The deal comes a month after Comcast, the country's largest cable provider and owner of NBCUniversal, walked away from a US$45.2 billion bid for Time Warner Cable, the No. 2 cable company, after intense pressure from regulators. Time Warner Cable had chosen the Comcast deal and rejected a US$38 billion hostile offer from Charter in early 2014.
There has been a wave in consolidation in the cable industry as providers are starting to lose TV subscribers, costs for TV, sports and movies rise and pressure from online video services such as Netflix and Hulu increases.
John Malone's Liberty Broadcast Corp, which owns more than a quarter of Charter's stock, is backing the acquisition, which puts Charter in the same league as Comcast. Liberty Broadband is expected to own about 20 per cent of the new Charter, which will also include Bright House Networks, a smaller cable provider Charter said Tuesday it is buying for US$10.4 billion.
Charter, combined with Time Warner Cable and Bright House, will have nearly 24 million customers, compared with Comcast's 27.2 million. It also lags AT&T, whose pending deal with DirecTV would give it 26.4 million TV customers and 16.1 million fixed Internet customers as well as tens of millions of wireless customers.

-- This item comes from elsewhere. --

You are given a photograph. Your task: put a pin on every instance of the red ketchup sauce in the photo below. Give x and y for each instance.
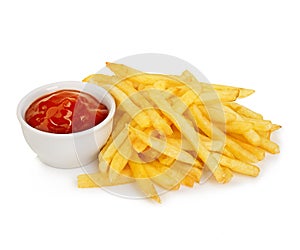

Whether government regulators will approve the Charter deal after quashing Comcast's bid for Time Warner Cable remains to be seen. The Comcast deal would have given it more than half of the country's high-speed Internet subscribers, which the government feared would give it the power to undermine online video competitors.
Charter will have less than 30 per cent of those fast-broadband customers, the company said Tuesday.
"We're a very different company from Comcast and this is a very different transaction," said Charter CEO Tom Rutledge on a conference call Tuesday. "We're confident it's going to get done," said Time Warner Cable CEO Rob Marcus.
In a statement Tuesday, Federal Communications Commission Chairman Tom Wheeler said that the FCC weighs every merger on its own to see if it will be in the public interest, and that "an absence of harm is not sufficient." He said the FCC "will look to see how American consumers would benefit" from the deal.
"One has to be sober about genuine risks that this deal could still be rejected," said MoffettNathanson's Craig Moffett in a research note Tuesday, given the number of Internet and TV subscribers involved.
The deal comes with a US$2 billion break-up fee if it doesn't go through. If regulators don't approve it, Charter would pay Time Warner Cable; if Time Warner Cable kills the deal and goes with another buyer, it'll pay.
Charter Communications Inc., based in Stamford, Connecticut, will provide US$100 in cash and shares of a new public parent company equal to 0.5409 shares of Charter for each outstanding Time Warner Cable Inc share. The transaction values each Time Warner Cable share at about US$195.71.
The companies on Tuesday valued New York-based Time Warner Cable at a total of US$78.7 billion, including debt.
The deal is expected to be completed by the end of the year.